How many years have you been running?

  • Almost 20 years … running most every day since I was 18. I needed it to relieve stress when I was in college.

Lifetime personal records

  • 5k: 21:16, Palace 2015
  • 10k: 44:01, Springtime 2015
  • Half Marathon: 1:38:58, Tallahassee 2017
  • Marathon: 3:29:58, Jack & Jill 2017
  • 53 Marathons (10 international)

What running events do you train for or what are your training goals?

  • Marathons

Consider your training over the past 6 months to one year. How many miles a week do you typically run when not injured and consistently running?

  • 40- 70 miles per week, depending on where I am in my training cycle.

What does your typical week of running look like?

  • Monday:  4-6M, easy
  • Tuesday:   7-9M with 3M of speed work at 5k pace
  • Wednesday:  10-15M, easy
  • Thursday:  5-8M, easy with striders
  • Friday:  5-12M, easy
  • Saturday:  6M or a race
  • Sunday:   10-22M easy

Do you take recovery or down time?

  • I might take 3-5 days off after a marathon.

Do you peak for certain races?

  • Yes, I peak for maybe 2 marathons a year.

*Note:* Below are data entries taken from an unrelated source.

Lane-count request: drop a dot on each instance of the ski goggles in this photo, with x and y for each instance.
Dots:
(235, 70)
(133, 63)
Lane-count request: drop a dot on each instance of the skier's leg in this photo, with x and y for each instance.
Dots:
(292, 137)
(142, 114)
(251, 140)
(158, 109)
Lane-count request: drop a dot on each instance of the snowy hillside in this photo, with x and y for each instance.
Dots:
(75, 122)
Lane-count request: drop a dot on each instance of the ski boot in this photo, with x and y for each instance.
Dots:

How much sleep do you usually get at night?

  • 7-8 hours

What time of day do you normally run?

  • Mostly in the evening, but try to do mornings in the summertime.

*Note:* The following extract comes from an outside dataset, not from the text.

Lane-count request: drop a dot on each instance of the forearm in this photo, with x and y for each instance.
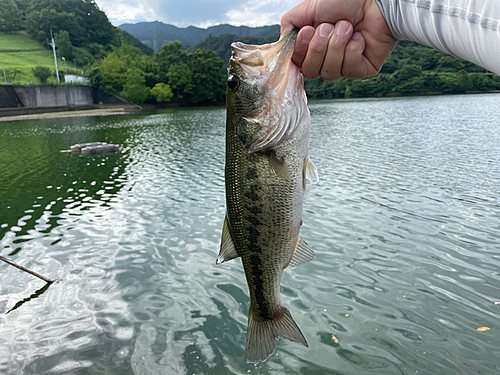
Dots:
(468, 29)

What injuries have hampered your training over the past year?

  • Sometimes my hamstring feels tight.

Do you take any dietary or medical supplements?

  • Magnesium & B12

What type of running shoes do you prefer?

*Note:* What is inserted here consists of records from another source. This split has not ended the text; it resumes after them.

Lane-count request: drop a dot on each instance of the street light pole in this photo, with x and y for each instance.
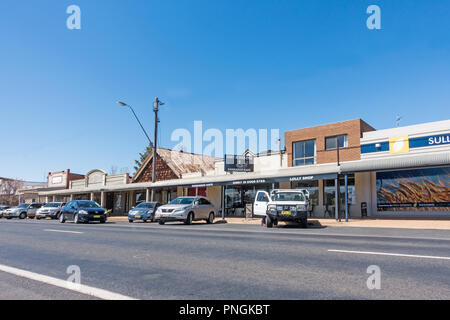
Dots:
(123, 104)
(156, 106)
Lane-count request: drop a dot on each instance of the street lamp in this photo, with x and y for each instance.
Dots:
(123, 104)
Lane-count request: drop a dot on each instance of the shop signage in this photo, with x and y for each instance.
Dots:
(266, 180)
(404, 144)
(239, 163)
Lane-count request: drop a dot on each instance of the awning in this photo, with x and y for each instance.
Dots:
(397, 162)
(306, 173)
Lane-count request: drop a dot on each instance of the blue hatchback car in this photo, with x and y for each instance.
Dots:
(145, 211)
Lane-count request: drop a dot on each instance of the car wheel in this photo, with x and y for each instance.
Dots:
(210, 218)
(269, 222)
(189, 219)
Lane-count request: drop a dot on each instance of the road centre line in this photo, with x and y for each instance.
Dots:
(63, 231)
(391, 254)
(80, 288)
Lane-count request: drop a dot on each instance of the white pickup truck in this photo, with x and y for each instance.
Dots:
(282, 205)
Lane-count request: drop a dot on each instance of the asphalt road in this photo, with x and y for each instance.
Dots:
(224, 261)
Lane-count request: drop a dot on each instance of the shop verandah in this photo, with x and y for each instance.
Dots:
(233, 192)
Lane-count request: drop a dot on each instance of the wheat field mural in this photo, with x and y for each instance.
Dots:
(424, 191)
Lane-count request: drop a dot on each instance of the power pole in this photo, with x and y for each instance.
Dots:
(156, 106)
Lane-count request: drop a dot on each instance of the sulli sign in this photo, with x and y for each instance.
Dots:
(438, 140)
(404, 144)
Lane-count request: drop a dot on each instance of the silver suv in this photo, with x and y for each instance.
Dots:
(186, 209)
(23, 211)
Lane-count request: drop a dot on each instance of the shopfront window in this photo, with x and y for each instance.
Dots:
(237, 197)
(331, 143)
(140, 197)
(304, 153)
(414, 190)
(312, 187)
(329, 191)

  • Altra Torin, but I race in Spiras.

Do you use weight training?

  • 2-3 times per week; this summer, I started body pump class once a week and use the medicine ball for arms and core.

Do you stretch?

  • Yes. I do yoga weekly and I try to stretch my hamstrings and quads after every run. I have a few back exercises I do too.

What are your favorite running routes?

  • Tom Brown, St. Mark’s Trail, Bradley’s

How has your training changed over the years?

  • I was never very competitive until maybe my 20th marathon. I got close to getting a Boston Qualifier at St. George, Utah. That fast time gave me the confidence to get serious about my training.

What advice do you have for beginning or experienced runners to help them with their training?

  • Don’t be afraid to ask for help. I have gotten most of my advice from other runners. Nancy Stedman coached me and helped me realize that both easy days and hard days have a purpose. Steve Barraco gave me good advice about my breathing and how to run uphill and downhill. Right now, Albert Wieringa is coaching me. He has helped me increase my miles without getting injured.
  • My biggest supporter has been Jack, my husband. Even though I cannot keep up with his type of training and number of marathons per year, he helps me with any goal or race without hesitation. We’ve had many good learning experiences and have made many memorable journeys as a marathon couple. I love our lifestyle.